The Baluchari exhibition also resulted in bringing of a book titled Baluchars: The Woven Narrative Silks of Bengal edited by Jasleen Dhamija and brought out by Niyogi Publications, launched with the exhibition is another addition in this ongoing work to document the rich tradition of Baluchari weaving which reached its height and then vanished. The book with chapters contributed by various authors and experts, has in one place managed to collate and collect varied resources which make up the Baluchari tradition. No doubt, there must be lots of information and dimensions still unexplored, yet it does justice to the weaving which once was the cynosure of all eyes.
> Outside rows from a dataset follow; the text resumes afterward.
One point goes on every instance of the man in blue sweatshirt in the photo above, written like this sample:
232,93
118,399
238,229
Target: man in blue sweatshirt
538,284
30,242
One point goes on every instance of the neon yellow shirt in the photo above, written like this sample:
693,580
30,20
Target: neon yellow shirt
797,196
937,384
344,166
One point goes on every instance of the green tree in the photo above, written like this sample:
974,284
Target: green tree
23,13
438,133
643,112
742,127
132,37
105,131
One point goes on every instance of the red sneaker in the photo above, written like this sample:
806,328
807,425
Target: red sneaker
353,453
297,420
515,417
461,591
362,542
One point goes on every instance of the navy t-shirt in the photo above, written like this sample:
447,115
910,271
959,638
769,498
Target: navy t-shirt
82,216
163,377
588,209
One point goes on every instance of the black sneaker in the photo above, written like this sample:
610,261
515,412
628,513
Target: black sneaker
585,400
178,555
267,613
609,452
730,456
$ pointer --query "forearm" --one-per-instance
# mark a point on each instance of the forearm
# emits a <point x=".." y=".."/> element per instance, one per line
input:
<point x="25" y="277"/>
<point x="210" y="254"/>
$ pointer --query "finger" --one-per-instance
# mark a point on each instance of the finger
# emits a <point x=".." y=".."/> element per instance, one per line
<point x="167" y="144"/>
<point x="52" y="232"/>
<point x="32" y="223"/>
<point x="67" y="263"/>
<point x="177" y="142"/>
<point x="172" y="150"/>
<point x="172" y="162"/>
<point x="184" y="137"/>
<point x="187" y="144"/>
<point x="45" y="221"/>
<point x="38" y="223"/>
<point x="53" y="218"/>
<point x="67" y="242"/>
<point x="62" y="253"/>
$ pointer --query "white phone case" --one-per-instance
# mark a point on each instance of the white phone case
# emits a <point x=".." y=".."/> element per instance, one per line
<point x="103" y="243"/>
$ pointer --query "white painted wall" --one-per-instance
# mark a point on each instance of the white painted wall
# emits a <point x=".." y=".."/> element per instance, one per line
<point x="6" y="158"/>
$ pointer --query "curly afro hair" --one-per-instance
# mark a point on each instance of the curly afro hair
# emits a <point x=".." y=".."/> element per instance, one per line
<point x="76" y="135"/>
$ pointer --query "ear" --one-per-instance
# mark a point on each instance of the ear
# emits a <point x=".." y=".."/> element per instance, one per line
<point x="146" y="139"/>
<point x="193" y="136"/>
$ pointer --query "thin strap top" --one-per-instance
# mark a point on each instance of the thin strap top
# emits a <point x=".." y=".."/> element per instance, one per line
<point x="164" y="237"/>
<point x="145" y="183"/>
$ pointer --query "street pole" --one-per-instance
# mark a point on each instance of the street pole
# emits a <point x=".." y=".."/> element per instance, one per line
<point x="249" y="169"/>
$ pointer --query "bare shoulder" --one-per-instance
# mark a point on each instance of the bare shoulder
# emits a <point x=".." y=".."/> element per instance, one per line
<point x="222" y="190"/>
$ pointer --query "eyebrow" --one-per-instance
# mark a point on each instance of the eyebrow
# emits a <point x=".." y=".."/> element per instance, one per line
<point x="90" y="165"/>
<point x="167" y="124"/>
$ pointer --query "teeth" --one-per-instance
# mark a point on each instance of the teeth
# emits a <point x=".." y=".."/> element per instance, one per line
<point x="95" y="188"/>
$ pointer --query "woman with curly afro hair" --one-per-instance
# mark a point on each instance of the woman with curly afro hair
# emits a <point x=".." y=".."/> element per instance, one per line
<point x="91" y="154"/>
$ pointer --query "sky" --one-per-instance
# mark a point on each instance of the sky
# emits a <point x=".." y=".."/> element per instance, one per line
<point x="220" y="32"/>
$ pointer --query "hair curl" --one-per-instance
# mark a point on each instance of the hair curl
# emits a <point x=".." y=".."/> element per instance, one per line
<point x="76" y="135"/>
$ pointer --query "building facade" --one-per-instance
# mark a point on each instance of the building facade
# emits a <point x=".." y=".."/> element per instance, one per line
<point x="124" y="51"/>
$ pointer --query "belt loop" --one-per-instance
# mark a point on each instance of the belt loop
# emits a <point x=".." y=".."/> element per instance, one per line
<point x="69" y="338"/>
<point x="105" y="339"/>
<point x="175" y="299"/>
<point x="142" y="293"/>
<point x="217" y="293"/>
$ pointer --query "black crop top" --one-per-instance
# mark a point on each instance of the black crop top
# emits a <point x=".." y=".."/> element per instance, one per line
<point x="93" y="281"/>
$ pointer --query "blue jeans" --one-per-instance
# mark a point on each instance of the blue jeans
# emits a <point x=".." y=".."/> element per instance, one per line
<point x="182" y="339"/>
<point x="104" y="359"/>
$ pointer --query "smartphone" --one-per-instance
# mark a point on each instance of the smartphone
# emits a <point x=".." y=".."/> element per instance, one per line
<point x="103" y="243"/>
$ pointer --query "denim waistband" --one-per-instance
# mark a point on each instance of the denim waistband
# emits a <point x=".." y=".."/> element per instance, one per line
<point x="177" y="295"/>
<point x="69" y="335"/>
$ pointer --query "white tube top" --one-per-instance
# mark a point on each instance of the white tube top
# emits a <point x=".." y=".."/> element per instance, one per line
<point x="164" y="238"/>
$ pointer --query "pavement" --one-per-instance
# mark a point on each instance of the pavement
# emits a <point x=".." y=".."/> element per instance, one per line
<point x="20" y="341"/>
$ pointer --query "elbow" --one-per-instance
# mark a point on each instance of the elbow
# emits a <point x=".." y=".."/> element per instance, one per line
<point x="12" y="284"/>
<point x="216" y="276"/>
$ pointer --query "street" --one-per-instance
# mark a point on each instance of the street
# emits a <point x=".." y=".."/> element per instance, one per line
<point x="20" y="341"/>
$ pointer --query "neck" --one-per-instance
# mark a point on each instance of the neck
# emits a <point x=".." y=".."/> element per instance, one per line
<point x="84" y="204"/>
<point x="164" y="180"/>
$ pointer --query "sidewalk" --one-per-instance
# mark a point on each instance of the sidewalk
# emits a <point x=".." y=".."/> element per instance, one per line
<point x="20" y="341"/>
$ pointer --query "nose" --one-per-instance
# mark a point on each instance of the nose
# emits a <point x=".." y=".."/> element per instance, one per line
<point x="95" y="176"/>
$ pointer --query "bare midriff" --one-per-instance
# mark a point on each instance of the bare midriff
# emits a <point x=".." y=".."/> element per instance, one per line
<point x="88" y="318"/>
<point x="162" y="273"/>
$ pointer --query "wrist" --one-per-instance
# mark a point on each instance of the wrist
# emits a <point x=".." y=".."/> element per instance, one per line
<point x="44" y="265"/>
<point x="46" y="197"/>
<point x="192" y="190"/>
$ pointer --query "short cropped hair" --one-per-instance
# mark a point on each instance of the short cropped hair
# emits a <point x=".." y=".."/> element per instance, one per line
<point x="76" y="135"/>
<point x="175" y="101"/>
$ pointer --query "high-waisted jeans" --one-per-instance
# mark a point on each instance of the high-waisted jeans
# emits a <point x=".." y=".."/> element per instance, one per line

The richly illustrated book is a feast to the eyes. The reading brings in a simplistic manner and tries to answer the various why and whats of this form of weaving. Jasleen Dhamija’s vast experience and expertise is amply evident in her chapter on Baluchari weaving. Jasleen Dhamija’s involvement with Baluchari’s revival at Benares under the guidance of Kamaladevi Chattopadyay paves the way for a very interesting introduction and chronicle of events. She writes about visiting Kalloo Hafiz and her long friendship with the family. The same was evident in the fondness and appreciation of the weaving skills of the family, and that of Naseem Ahmad which she spoke at the seminar. So beautiful were the creations of Kalloo Hafiz that Jasmeen Dhamija says in the book that the best of connoisseurs were unable to spot the difference between the old Baluchari and this revival one. The practical recount of the journey is refreshing and one is transported to a different era where the focus was on restructuring the textile traditions of India.
The book has contributions by: Jasleen Dhamija, Ritu Sethi, Darshan Shah, Radhika Lalbhai, Eva Maria Racob, B.B. Paul, Monisha Ahmed,Anamika Pathak and Zahid Ali Ansari, Anita Nathwani, Nita Sen Gupta, Monisha Nene, Shilpa Shah, Ruby Palchoudhur & Siddhartha Tagore. The individual chapters by them and their close association with the Baluchari makes for interesting reading. What stands out in the book is the rich illustration, the breathtaking sarees, close ups of motifs. On display are pieces from rare collections. It is this rich visual imagery which can be used by researchers, designers to take this craft of weaving forward. There is a wonderful piece by Siddhartha Tagore whose father Shubho Tagore’s keen collection and efforts helped in the revival process. B B Paul shares an interesting fact as to how the saree is woven reverse side facing up and the weaver uses a mirror to see the reflection of what he is weaving. The Namavali from the National Museum collection, Asavali semblance from Radhika Lalbhai, details of collections from Tapi, V&A, CSMVS Mumbai, Indian Museum, Kolkata make for interesting reading. Eva Maria Racob untiring research and attention to detail is evident in the chapter by her. The book has managed to bring out in one place a treasure trove of sarees and woven fabric. This will help posterity in researching on the Baluchari tradition further. The immense wealth of the motifs, colours will prove inspiration for others to come out with similar collection. B B Paul opines that it is possible to better the production process at Bishnupur which will result in the creation of better sarees. Any person interested in taking the process further has a base from which to work further. The rich collection of the Museums can be seen in published forms. The other books so far are restricted to those collected by the organisation. In this book, the illustrations from National Museum, Crafts Musuem, CSMVS and V&A can be seen along with those by Weavers Studio Resource Centre, the research studio of Weavers Studio Kolkata and TAPI. The efforts taken from the 20th century to revive this tradition, to make similar or more vibrant pieces can be read and for a textile lover or an organisation willing to work on the jala looms again, it provides for immense opportunity.
The book has managed to bring on to one platform the diverse views and collections from the country. It can be called a wonderful beginning which with time and perseverance will be definitely taken forward. Any revivalist can work on the patterns to create reproductions or newer forms.